All four models come with a wireless subwoofer; the sub for the SB36312, SB3651, and SB3621 is a newly designed slim model that can fit under a couch or bed. Like some previous Vizio soundbars, the SB36514 also includes two wireless surround speakers with upfiring drivers for Dolby Atmos along with two more upfiring drivers in the main soundbar. Interestingly, Vizio obtained a waiver from Dolby to let users adjust the level of the overhead channels in its Atmos-capable models.
Also new for 2019 is the SB2020n ($69.99), a 20-inch two-channel model that also functions as a Bluetooth speaker. At the showcase event, Vizio put the SB2020n next to a similarly sized Bose Solo 5 ($249), which is a best-selling small soundbar. Playing the same music and switching between them, the Vizio had much better bass, and the low-mid body of the guitar was excellent.
Vizio also demonstrated some of the other models under a TV. The SB3621 sounded great, with very good bass from its slim subwoofer. Next up was the SB36514, which Vizio compared with a Sony HT-Z9F ($899.99), a 3.1 soundbar with DSP-based Dolby Atmos simulation. Watching the opening scene of Mad Max: Fury Road, I heard nothing overhead from the Sony, but the overhead channels were easily evident from the Vizio.
The final demo highlighted the SB46514 ($999.99), which was introduced late last year. This 46-inch soundbar features a separate woofer and tweeter for each of the three front channels, with passive radiators for the LR channels and a port for the center channel. Also included is a 10-inch cube subwoofer and surround speakers with upfiring drivers that are a step up in quality compared with the surrounds that come with the SB36514.

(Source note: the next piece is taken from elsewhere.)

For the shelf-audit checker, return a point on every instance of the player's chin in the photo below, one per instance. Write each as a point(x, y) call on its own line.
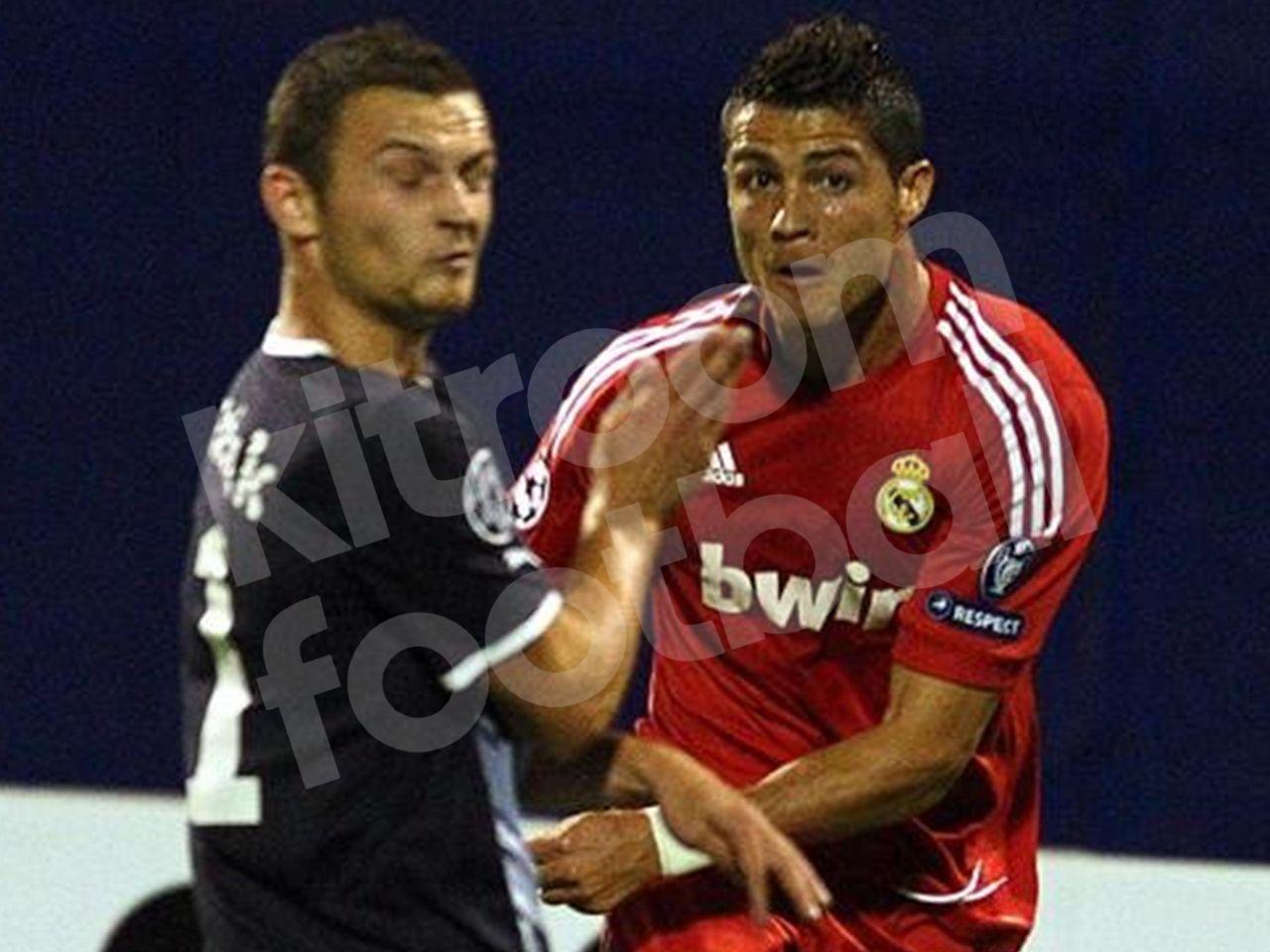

This demo was a video game—Star Wars: Battlefront—and the sound was very impressive. The bass was quite deep, and there was lots of overhead action with Tie and X-Wing fighters whizzing around.
Other features common to all the 2019 soundbars include DTS Virtual:X, a DSP-based virtualization system that spreads the sound field well beyond the confines of the soundbar’s enclosure. It seemed to work quite well in the clips I heard.
Another common feature is Chromecast built-in, which provides access to streaming services such as Spotify, Google Play Music, Tidal, and iHeartRadio. Also, all Vizio soundbars can stream audio from mobile devices via Bluetooth. Finally, the SB36514 and SB36312 offer support for Google Assistant voice control using an outboard device.
Clearly, Vizio has once again raised the bar for value and performance with its 2019 TVs and soundbars. I look forward to trying some of them out in my own environment soon.